Fans uniquely turn to Twitter during live events as their second — and primary — screen to learn what’s happening in real time. Across key live entertainment and sporting events throughout the world, Twitter, on average, sees a +4.1% lift in unique visitors while other social platforms, in aggregate, see no significant change according to comScore. The difference is even more pronounced with tentpole sports events. During the 2017 Super Bowl, Twitter saw a +19% lift in unique visitors (versus average Sunday traffic) while other social platforms, in aggregate, saw a decline in unique visitors.

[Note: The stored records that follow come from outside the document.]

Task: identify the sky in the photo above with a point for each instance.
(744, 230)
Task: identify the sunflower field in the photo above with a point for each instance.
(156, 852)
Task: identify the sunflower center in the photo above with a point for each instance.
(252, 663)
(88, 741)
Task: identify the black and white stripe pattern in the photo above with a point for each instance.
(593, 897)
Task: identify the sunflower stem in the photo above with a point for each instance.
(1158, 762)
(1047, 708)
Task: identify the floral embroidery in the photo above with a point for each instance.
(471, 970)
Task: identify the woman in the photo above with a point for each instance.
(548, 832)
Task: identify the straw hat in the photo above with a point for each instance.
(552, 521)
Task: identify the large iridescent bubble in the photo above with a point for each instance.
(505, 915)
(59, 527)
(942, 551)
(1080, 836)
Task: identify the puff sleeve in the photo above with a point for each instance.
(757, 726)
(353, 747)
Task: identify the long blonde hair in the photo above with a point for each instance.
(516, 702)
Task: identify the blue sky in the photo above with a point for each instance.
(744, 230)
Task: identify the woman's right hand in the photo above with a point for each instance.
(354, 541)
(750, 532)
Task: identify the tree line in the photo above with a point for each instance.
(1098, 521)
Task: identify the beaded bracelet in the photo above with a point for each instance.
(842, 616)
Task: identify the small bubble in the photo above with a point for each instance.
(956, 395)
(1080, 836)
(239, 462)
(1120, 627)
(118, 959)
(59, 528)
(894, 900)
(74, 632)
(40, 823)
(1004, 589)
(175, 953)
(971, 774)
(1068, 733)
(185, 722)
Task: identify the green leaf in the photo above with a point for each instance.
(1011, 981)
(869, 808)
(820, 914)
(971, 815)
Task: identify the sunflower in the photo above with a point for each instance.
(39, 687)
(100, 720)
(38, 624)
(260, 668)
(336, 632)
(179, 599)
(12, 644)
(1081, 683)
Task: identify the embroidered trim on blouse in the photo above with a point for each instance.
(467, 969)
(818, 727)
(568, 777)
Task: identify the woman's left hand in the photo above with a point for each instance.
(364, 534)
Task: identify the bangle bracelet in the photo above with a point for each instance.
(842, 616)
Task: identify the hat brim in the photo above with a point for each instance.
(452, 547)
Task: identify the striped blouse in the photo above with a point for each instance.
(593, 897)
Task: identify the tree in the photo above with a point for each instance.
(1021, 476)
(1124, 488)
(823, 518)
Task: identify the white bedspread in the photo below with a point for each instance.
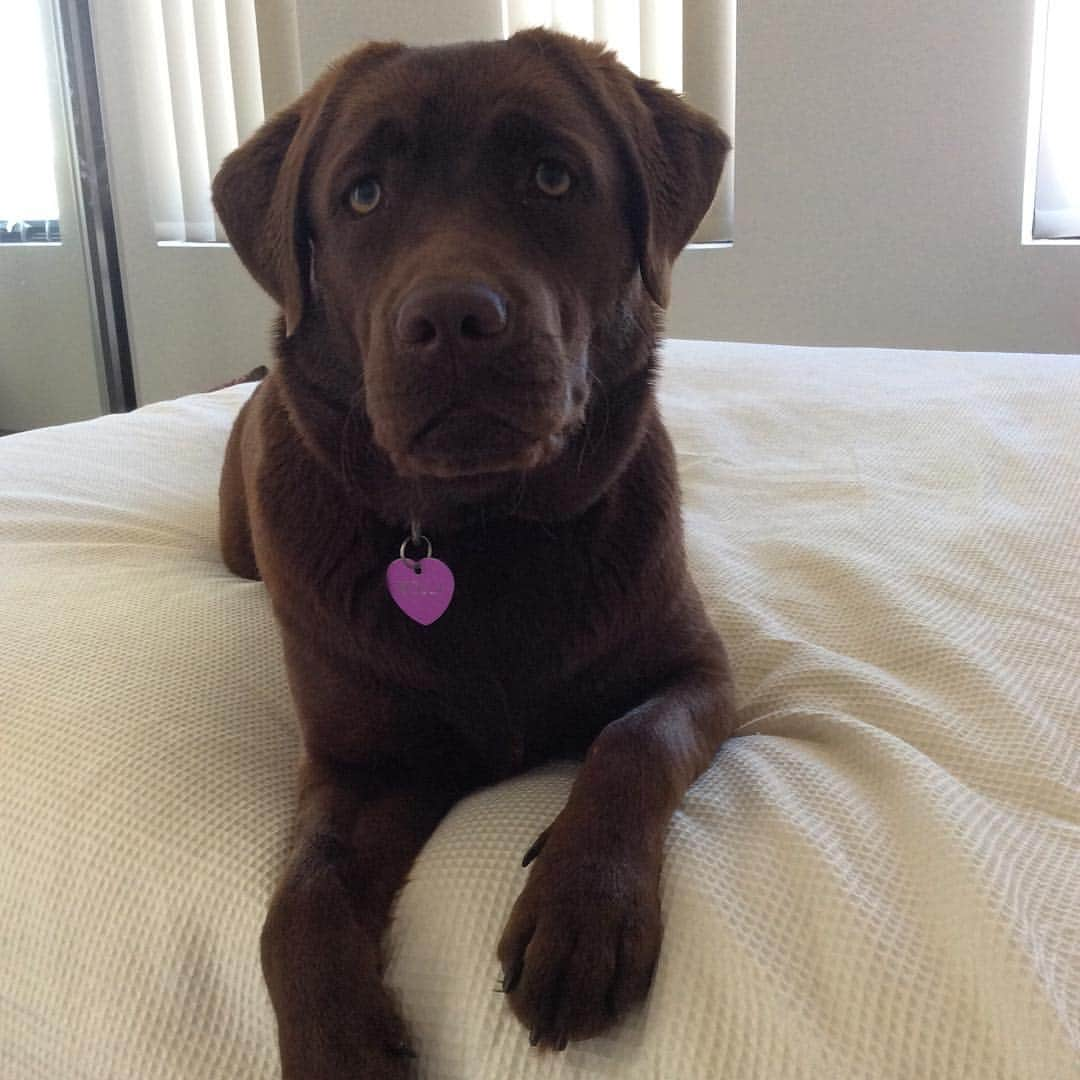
(880, 878)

We commissioned a study from Neuro-Insight (@neuro_insight) to learn why sports fans flock to Twitter. Using advanced biometrics, the study reveals how Twitter has changed the live viewing experience for sports fans and how that impacts brand advertising.
1. Twitter makes live sporting events more engaging and memorable.

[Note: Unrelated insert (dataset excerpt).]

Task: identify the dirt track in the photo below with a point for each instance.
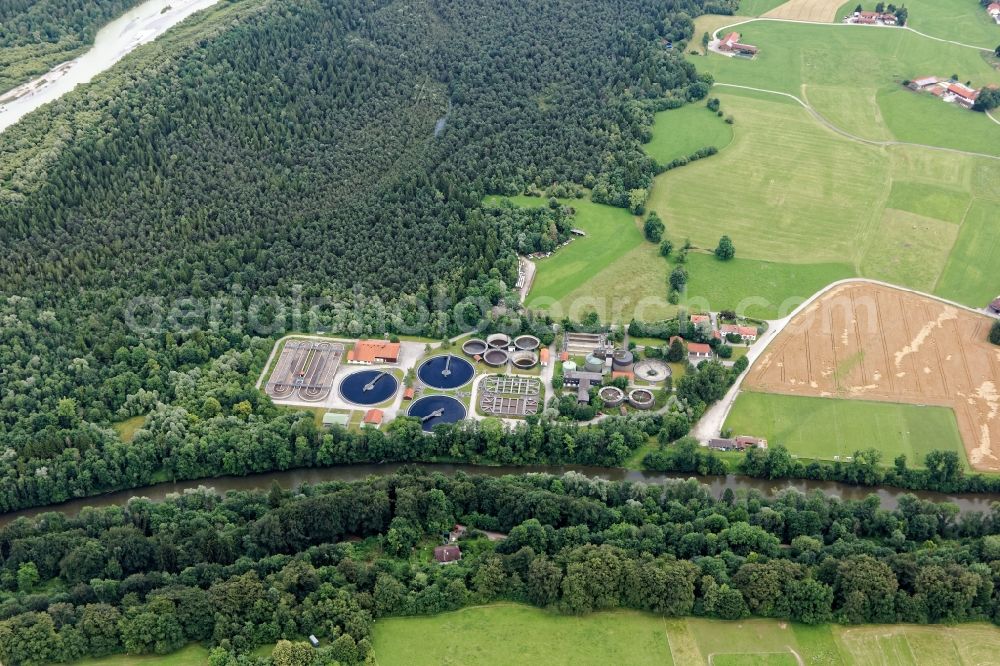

When Twitter is used as a complement to TV, users show higher levels of engagement (+31%) and memorability (+35%) than when only following the event on TV.
In addition, when Twitter is the only source for following a sports event, users also exhibit higher engagement (+60%) and memorability (+59%) compared to TV-only viewing, demonstrating the immersive experience a curated sports timeline can produce.
2. Twitter makes event advertising work harder.
Because Twitter makes live sports more engaging and memorable, advertising has more impact on fans following sports on both Twitter and TV.
Twitter users following sports on TV and Twitter show higher levels of engagement (+42%) and memorability (+52%) of Twitter ads in the timeline, compared to TV ads seen among people following the event only on TV.
3. TV ads are more effective with a TV + Twitter audience.
In addition, Twitter doesn’t detract from the effectiveness of TV ads. This same group of users following sports on both Twitter and TV also shows higher levels of engagement (+18%) and memorability (+13%) of TV ads when compared to the TV-only audience.
The study’s results “are great news for business,” says Pranav Yadav, CEO of Neuro-Insight US Inc.
Twitter has changed the live sports viewing experience for fans as well as brands. These results point to Twitter as a complement to, rather than distraction from, TV — delivering both incremental reach and engagement for marketers.
The comScore report (regarding how users turn to Twitter vs. other social platforms during live events) compares publisher visitation during the hours of a specific event to a control group. The control is an average of the same day and hour range of the event within three weeks during the same general time period. The dates within the control group are selected to exclude days when other live events may have occurred. For example, an analysis on a Sunday in January may have certain dates excluded to take out the impact of events like award ceremonies during that season.
The multimarket Neuro-Insight study used advanced biometrics to learn more about people’s connection to viewing content on TV, engaging with brands on Twitter, and what happens when the two are experienced together. It was the first neuroscience-based study of its scale, size, and geographic impact for Twitter
The Neuro-Insight study took place across six major TV events (sports, award shows, and popular TV shows) in three major markets (US, UK, and Canada). More than 600 people were included in the study (at least 50 people in each cell). All respondents were screened to ensure that the shows were applicable to their interests.
Neuro-Insight’s research focused on measuring two connection metrics: engagement and memory. Engagement, an indication of how involved people were, is generally triggered by material of personal relevance. Memory is the process of encoding and storing signals in order for information received to have a lasting effect on future attitudes and behavior.